This is one of my favorite recipes to make, it’s always a fan favourite as well!
I like to serve this meal with a slice of garlic toast and a fresh green salad.
- Chicken Breasts- 1 per person
- Sliced deli ham (I prefer black forest ham)-1 slice per breast
- Provolone Cheese- 1 slice per breast
- 1 package of grape tomatoes
- 1 Jar (large) of Tomato Sauce
- 1 bunch of fresh basil leaves
- 1 tbsp Italian Seasoning Mix
- Canola Oil (or whatever you usually use)
- Angel Hair pasta
How to Make It
- Take chicken breast, and lay on a large cutting board.
- Place a piece of parchment paper over top, and pound until flatten and thinner.
- Add slice of ham, and slice of cheese to the chicken breast.

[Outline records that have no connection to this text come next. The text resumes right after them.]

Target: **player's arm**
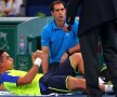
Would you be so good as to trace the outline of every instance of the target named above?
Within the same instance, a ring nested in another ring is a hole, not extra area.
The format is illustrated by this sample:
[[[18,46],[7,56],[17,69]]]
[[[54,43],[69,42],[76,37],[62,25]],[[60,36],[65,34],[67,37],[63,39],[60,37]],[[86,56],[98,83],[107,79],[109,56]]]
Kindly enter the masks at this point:
[[[43,73],[47,73],[49,69],[49,46],[41,46],[41,50],[42,50],[42,70]]]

- Then roll up, and hold together with a toothpick.
- Take a deep pan, and turn on medium-high.
- Once hot add oil, and drop in grape tomatoes.
- Cook until they blister.
- Add tomato sauce to the pan, and Italian seasoning. Then bring to a boil.
- Once boiling, turn down to low-medium heat (or if you have numbers on your stove, about 3-4). Then slowly add chicken breasts and basil, and cover with lid.
- Cook 20-25 minutes.
- I am a huge fan of temp checking. So, if you have a thermometer, stick it in the chicken after 20 mins. Food safe temp for chicken is 165F.
- Fill a pot of water for pasta, let boil.
- When boiling, add a table spoon of oil, and a sprinkle of salt.
- Add pasta.
- Angel hair, is so thin, it literally only takes 3 minutes to cook!
- Drain pasta.
- Add to plate, then add chicken (don’t forget to remove toothpicks).
- Drizzle tomato sauce from pan on top of the chicken.
- Serve! And enjoy!
Oh, just a note! We had an incident while I was dishing this up. My husband tried to be helpful, by carrying the plates to the table. I made a perfectly set up dish for a photo, and he dropped it… Straight up, all over my kitchen floor, my pants, my lower cabinets. So, I had to quickly scoop up the chicken, and remake some pasta! Don’t be my husband!